The regulation of this matter in the CESL is very similar to that of the DCFR , though obviously limited to sales contracts. Article 69 CESL deals with the question of what are the necessary requirements of the professional supplier’s pre-contractual statements, or those of a third party, concerning the characteristics of the product under the contract that are to be incorporated into the content of it. The relevance of advertising, which was already covered in art. 2(2) of the Consumer Sales Directive, underlies this article.24
The legal formulation has a very similar structure to that seen earlier in the study of this matter in the DCFR: (a) general rule of integration of advertising for all business contracts (para. (1)), (b) exceptions (para. (1)), (c) rule of liability for statements from ancillary or dependent agents (para. (2)), (d) extended liability rule in consumer contracts (paragraph (3)), (e) mandatory rule for consumer contracts (para. (4)).
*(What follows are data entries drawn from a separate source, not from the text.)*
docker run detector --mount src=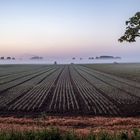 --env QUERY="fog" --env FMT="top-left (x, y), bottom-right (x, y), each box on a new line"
top-left (0, 58), bottom-right (140, 64)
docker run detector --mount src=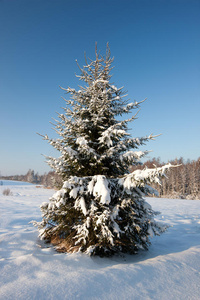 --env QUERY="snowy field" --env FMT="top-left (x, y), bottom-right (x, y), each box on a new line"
top-left (0, 181), bottom-right (200, 300)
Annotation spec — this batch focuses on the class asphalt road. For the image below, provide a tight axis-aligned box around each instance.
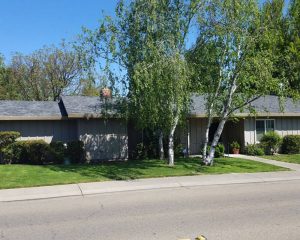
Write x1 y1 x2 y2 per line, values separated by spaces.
0 181 300 240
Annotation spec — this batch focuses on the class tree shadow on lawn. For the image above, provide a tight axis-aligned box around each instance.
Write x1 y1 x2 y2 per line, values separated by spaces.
45 158 268 180
45 158 200 180
47 160 169 180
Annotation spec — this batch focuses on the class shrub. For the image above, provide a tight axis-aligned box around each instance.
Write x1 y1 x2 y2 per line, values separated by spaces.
215 143 225 158
174 143 184 158
0 131 21 150
282 135 300 154
66 141 85 164
230 141 241 149
50 141 66 164
3 140 53 165
133 142 147 159
200 143 225 158
260 131 282 155
244 144 265 156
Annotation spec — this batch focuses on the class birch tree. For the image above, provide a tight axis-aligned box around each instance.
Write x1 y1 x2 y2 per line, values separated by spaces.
191 0 283 165
79 0 200 165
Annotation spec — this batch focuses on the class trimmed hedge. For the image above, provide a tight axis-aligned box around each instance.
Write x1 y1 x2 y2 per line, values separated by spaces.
244 144 265 156
3 140 54 165
281 135 300 154
260 131 282 155
0 131 21 150
3 140 85 165
200 143 225 158
66 141 85 164
50 141 66 164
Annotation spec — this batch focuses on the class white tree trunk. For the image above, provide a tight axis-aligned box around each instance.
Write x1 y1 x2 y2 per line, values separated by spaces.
204 116 227 166
202 116 212 161
204 78 237 166
158 130 165 160
168 115 179 166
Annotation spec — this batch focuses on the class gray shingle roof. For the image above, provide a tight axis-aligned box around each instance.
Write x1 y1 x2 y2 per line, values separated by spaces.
190 95 300 116
61 96 121 117
0 101 62 117
0 95 300 120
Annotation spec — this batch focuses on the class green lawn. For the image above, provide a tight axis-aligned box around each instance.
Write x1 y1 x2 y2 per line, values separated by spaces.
263 154 300 164
0 158 287 189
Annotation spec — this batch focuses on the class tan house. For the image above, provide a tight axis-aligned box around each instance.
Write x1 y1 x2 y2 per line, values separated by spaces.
0 96 128 160
0 96 300 160
181 96 300 154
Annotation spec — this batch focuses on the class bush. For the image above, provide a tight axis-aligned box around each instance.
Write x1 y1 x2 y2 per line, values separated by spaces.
200 143 225 158
260 131 282 155
282 135 300 154
244 144 265 156
230 141 241 149
0 131 21 150
174 143 184 158
3 140 53 165
133 142 147 160
50 141 66 164
66 141 85 164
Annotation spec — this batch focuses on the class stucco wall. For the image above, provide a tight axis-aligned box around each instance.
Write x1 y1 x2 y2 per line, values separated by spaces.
77 119 128 160
0 120 77 142
244 117 300 145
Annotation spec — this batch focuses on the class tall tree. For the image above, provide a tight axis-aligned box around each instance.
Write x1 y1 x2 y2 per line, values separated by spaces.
191 0 288 165
78 0 200 165
9 43 84 101
283 0 300 94
0 55 21 100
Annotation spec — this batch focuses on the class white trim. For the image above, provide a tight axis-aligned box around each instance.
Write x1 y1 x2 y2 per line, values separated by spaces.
254 118 276 143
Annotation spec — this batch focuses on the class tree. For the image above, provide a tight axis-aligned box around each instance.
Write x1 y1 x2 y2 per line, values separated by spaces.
282 0 300 94
189 0 283 165
78 0 200 165
9 43 84 101
0 55 21 100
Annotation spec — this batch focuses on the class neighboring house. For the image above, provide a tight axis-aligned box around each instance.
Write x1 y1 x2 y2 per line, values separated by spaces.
181 96 300 154
0 96 300 160
0 96 128 160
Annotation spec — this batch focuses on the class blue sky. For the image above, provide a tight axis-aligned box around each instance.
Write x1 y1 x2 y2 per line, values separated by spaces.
0 0 117 60
0 0 288 61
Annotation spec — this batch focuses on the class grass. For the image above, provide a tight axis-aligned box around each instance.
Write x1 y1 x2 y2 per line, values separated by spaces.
0 158 287 189
263 154 300 164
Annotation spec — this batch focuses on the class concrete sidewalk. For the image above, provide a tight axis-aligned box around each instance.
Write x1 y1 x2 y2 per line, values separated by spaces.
0 167 300 202
229 154 300 171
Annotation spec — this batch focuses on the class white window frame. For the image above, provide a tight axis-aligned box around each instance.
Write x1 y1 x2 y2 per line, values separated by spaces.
254 118 276 143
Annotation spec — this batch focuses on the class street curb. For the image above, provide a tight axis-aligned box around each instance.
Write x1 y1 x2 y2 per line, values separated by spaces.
0 171 300 202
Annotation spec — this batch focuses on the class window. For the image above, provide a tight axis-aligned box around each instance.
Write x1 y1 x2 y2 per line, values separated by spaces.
256 119 275 142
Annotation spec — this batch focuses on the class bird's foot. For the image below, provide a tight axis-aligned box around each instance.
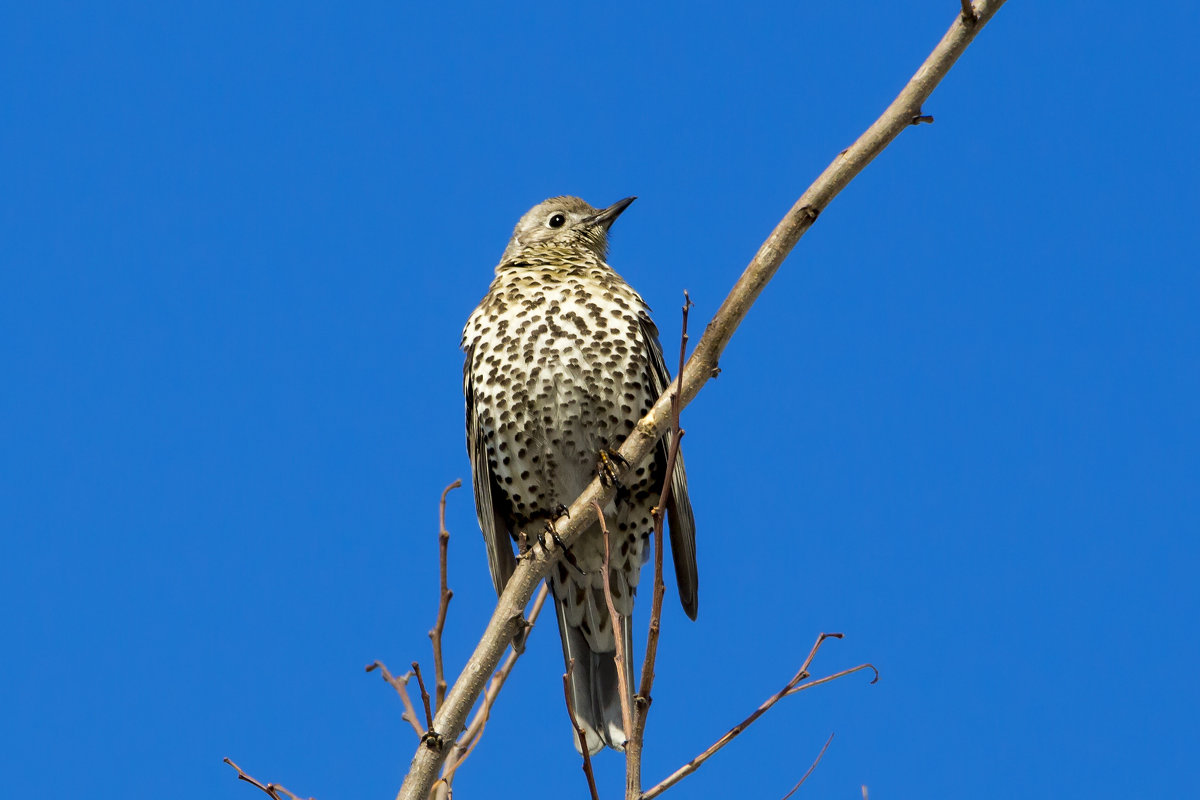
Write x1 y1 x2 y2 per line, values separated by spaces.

(a) General Rule of Integration and (b) Exceptions
Paragraph (1) establishes:
Where the trader makes a statement before the contract is concluded, either to the other party or publicly, about the characteristics of what is to be supplied by that trader under the contract, the statement is incorporated as a term of the contract unless:
(a) the other party was aware, or could be expected to have been aware when the contract was concluded that the statement was incorrect or could not otherwise be relied on as such a term; or
(b) the other party’s decision to conclude the contract could not have been influenced by the statement.25
Here, there is no substantial difference with the regulation of art. II.-9: 102(2) DCFR, except with respect to its scope. Article II.-9: 102(2) DCFR provides a framework for general application to all parties to the contract, while art. 69 CESL is limited to the seller.26 The general rule applies to both B2B and B2C contracts. Obviously, it corresponds to art. 2:203(2) PEL-Sales.
This article also applies to a contract concluded with another party where there exists a public statement (advertisement offer) or statement addressed to the other party (individual offer) prior to the conclusion of the contract; and it also requires that this statement is misleading, that the content of this statement refers to the characteristics of the product to be delivered, and that neither of the two exceptions mentioned is present. According to the Sales Directive and the national laws, the European Parliament’s Amendment No. 140 proposes the inclusion of another exception: the correction of the statement by the time of conclusion of the contract27. With regard to the applicability of the exceptions, as compared to art. II.-9:102(2) DCFR, the burden of proof is reversed in the CESL: the statement is always binding unless the other party knew, or must have known, that the statement was wrong or unreliable, or the statement could not possibly have causally influenced the other party’s decision to enter into the contract.28 The European Parliament’s Amendments introduce a new clearer wording about the burden of proof by expressing that the trader must show the existence of any contemplated exception29. All these Amendments seem to be necessary and match the existing European law.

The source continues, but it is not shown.